Absolutely. And I think there’s no shame in asking for that. I think the minds that you’ve all just, you’ve just outlined some fantastic organizations in there um, in any way that I am being part of that is just to advocate for the concept that um, you know, as a species, as a, as a society, we absolutely have to come together in these times of um difficulty, frankly, and you know, as we see these, these fracturing of society through the um to the tragedy of pandemics, you know, the best of humanity is best of local communities is how they come together and they renew the bonds, which are otherwise going to be fraught and pooled, and strained. So if anything that can happen from all of this is that the insurance industry a whole group of all the people, you’ve just men can come together, collaborate, show leadership, or we’re already seeing that fantastic.
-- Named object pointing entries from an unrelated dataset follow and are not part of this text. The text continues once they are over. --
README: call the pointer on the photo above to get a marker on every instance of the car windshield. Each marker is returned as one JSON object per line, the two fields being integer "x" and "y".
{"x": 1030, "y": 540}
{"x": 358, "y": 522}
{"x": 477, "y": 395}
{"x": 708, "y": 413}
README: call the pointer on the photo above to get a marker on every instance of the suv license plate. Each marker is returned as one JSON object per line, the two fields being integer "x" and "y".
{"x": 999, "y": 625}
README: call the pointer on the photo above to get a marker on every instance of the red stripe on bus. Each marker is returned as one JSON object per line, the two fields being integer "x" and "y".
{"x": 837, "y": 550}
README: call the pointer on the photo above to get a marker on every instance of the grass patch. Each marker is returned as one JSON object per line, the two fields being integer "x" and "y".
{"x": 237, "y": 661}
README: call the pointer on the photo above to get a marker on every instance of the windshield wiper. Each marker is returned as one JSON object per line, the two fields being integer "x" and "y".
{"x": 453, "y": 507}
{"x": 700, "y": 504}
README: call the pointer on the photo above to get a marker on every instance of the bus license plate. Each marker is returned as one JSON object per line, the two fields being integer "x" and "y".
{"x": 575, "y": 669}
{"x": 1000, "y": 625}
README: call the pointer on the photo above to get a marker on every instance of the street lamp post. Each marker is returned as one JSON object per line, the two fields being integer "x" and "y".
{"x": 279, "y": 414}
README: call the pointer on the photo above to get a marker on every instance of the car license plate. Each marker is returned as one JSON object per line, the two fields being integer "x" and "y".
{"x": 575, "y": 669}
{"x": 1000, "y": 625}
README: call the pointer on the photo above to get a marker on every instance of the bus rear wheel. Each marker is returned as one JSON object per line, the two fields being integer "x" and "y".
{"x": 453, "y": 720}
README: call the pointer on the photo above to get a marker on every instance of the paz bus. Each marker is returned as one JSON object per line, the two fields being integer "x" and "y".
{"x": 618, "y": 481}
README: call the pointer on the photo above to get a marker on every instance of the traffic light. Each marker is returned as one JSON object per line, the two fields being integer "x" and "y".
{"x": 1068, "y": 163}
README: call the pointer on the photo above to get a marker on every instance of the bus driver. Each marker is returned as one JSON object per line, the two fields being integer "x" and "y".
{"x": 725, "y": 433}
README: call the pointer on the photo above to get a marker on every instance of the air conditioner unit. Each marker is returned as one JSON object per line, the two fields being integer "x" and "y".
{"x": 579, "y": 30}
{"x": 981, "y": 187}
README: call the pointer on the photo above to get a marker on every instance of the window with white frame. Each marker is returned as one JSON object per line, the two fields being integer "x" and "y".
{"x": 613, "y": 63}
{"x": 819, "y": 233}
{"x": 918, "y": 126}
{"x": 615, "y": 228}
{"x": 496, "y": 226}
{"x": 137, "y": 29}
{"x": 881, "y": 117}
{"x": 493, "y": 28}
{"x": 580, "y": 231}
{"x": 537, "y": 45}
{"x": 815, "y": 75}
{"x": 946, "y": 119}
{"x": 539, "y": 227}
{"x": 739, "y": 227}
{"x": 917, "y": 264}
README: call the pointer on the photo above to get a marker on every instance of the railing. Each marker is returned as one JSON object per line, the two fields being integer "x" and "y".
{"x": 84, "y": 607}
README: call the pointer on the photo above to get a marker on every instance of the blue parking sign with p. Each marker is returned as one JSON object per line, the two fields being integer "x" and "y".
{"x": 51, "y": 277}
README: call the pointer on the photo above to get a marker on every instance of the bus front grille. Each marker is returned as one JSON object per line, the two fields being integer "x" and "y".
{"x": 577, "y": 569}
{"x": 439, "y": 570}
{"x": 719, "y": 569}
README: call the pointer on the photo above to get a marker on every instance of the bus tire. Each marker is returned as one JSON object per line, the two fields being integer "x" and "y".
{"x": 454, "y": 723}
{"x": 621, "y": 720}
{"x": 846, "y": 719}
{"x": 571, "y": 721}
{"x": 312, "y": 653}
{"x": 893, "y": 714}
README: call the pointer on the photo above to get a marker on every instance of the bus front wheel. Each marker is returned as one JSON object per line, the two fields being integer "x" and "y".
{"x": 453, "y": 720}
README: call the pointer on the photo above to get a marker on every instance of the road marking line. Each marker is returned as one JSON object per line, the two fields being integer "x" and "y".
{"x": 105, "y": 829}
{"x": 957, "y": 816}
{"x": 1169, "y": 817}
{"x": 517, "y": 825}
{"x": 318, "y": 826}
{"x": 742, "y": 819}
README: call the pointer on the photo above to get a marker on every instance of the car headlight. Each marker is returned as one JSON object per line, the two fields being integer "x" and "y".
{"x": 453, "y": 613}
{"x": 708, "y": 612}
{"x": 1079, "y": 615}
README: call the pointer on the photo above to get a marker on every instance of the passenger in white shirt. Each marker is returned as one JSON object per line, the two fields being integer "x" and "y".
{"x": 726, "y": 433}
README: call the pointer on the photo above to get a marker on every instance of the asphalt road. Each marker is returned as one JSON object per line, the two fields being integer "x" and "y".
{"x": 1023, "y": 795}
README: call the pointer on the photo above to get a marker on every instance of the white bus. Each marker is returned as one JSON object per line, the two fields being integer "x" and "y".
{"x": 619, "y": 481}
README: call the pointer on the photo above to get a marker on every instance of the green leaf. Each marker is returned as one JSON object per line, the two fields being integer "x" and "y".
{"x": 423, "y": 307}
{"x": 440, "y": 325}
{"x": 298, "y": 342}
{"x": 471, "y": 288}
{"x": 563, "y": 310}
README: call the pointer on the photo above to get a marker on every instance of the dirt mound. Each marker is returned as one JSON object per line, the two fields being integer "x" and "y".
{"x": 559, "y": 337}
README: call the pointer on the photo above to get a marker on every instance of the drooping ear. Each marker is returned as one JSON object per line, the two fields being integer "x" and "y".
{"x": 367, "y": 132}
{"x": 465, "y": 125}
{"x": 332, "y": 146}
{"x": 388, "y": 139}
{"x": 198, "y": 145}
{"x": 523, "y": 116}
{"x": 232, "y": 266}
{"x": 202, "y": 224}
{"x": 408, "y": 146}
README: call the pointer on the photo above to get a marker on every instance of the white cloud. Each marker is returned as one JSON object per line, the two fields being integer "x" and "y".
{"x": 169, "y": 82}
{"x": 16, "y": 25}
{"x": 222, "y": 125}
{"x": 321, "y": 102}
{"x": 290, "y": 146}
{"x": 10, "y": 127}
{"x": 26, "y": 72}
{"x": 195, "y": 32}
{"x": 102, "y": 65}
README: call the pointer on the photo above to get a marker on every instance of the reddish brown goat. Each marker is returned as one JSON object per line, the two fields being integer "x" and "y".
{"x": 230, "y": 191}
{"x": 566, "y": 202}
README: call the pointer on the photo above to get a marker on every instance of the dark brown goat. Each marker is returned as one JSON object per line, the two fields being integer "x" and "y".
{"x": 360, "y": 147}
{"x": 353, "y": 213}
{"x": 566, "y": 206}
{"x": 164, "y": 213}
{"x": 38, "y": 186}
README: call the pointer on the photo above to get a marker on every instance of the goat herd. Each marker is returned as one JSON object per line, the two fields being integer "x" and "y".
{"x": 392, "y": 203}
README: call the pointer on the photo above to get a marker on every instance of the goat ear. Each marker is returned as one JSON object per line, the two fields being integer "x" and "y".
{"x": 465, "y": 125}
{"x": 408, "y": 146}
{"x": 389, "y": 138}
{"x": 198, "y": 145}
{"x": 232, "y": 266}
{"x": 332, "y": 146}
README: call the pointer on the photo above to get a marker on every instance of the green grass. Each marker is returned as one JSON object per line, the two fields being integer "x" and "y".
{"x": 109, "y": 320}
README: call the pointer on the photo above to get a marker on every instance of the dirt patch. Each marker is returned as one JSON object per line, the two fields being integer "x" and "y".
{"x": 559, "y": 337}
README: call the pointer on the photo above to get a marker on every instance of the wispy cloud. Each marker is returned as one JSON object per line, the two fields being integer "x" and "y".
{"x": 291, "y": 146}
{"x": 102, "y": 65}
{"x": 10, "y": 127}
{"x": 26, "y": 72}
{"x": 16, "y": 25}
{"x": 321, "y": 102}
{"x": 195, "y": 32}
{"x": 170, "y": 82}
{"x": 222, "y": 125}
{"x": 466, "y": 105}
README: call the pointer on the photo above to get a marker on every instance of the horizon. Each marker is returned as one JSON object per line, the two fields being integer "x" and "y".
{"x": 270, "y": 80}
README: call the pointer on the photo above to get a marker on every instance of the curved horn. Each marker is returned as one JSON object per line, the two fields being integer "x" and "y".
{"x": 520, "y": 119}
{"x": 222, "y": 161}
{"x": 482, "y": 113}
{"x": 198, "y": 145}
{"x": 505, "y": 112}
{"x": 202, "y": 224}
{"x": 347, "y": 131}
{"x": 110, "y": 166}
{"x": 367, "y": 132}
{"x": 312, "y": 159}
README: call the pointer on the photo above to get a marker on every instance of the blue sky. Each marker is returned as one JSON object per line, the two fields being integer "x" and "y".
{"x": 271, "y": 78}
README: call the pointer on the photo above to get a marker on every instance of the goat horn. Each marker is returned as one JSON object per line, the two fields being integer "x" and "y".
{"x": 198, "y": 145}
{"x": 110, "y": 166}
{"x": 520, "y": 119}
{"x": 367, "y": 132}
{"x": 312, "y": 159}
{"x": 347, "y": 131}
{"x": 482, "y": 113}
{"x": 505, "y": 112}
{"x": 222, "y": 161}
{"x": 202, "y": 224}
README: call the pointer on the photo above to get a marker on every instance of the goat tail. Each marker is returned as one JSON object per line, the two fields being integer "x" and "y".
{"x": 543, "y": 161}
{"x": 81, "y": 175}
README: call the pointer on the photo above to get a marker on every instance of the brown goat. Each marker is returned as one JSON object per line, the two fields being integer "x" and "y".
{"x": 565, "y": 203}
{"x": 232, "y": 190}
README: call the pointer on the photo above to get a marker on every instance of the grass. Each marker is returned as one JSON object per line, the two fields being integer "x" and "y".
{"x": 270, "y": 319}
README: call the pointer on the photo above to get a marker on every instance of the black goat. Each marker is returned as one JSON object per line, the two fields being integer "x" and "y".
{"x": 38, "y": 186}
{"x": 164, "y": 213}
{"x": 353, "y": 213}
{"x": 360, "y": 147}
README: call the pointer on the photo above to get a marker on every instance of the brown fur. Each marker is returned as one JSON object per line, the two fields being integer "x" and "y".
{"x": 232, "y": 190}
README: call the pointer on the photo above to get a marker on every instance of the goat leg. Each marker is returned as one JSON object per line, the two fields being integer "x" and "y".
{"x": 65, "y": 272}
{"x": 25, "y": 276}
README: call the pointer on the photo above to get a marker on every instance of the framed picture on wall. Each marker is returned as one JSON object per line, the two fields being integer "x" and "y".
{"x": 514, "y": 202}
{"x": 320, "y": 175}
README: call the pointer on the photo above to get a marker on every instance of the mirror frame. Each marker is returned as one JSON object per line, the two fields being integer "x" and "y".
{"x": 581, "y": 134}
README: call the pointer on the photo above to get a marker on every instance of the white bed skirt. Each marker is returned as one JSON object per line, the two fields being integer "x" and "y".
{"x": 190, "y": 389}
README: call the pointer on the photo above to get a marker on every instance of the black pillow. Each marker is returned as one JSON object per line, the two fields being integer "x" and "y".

So yeah, anybody who can help anybody wants to get involved just intellectually, but anybody who has the capital was interested in discussing it further, please do reach out. You can drop us an email myself um, William@Exigeinternational.com. Patrick giving you a few handles they’ll be some in the show notes as well um. And please help everywhere you can. Well um, I think that draws us to a to a stage of in the conversation which is a natural end. I’d like to thank you Patrick very much for your contribution today um. It’s been great talking to you again and hearing the work that you’re doing um. So thank you very much for all the effort you’re making. 

 

Patrick Kelahan   

You’re welcome. And and you’re making this a forum within which we can discuss this is, you know, beyond compare with others. So, thank you very much for for being this important part. And, and don’t be surprised if you’re not an important part going forward.  

 

William Laitinen   

Thank you very much. 

 

Patrick Kelahan   

Whether you like whether you like it or not. 

 

William Laitinen   

[Laughter] Absolutely. And with that, thank you very much for listeners as well um. I’ve been William Laitinen. And it’s been fantastic um. Joining thank you for joining us here on this episode of search with purpose.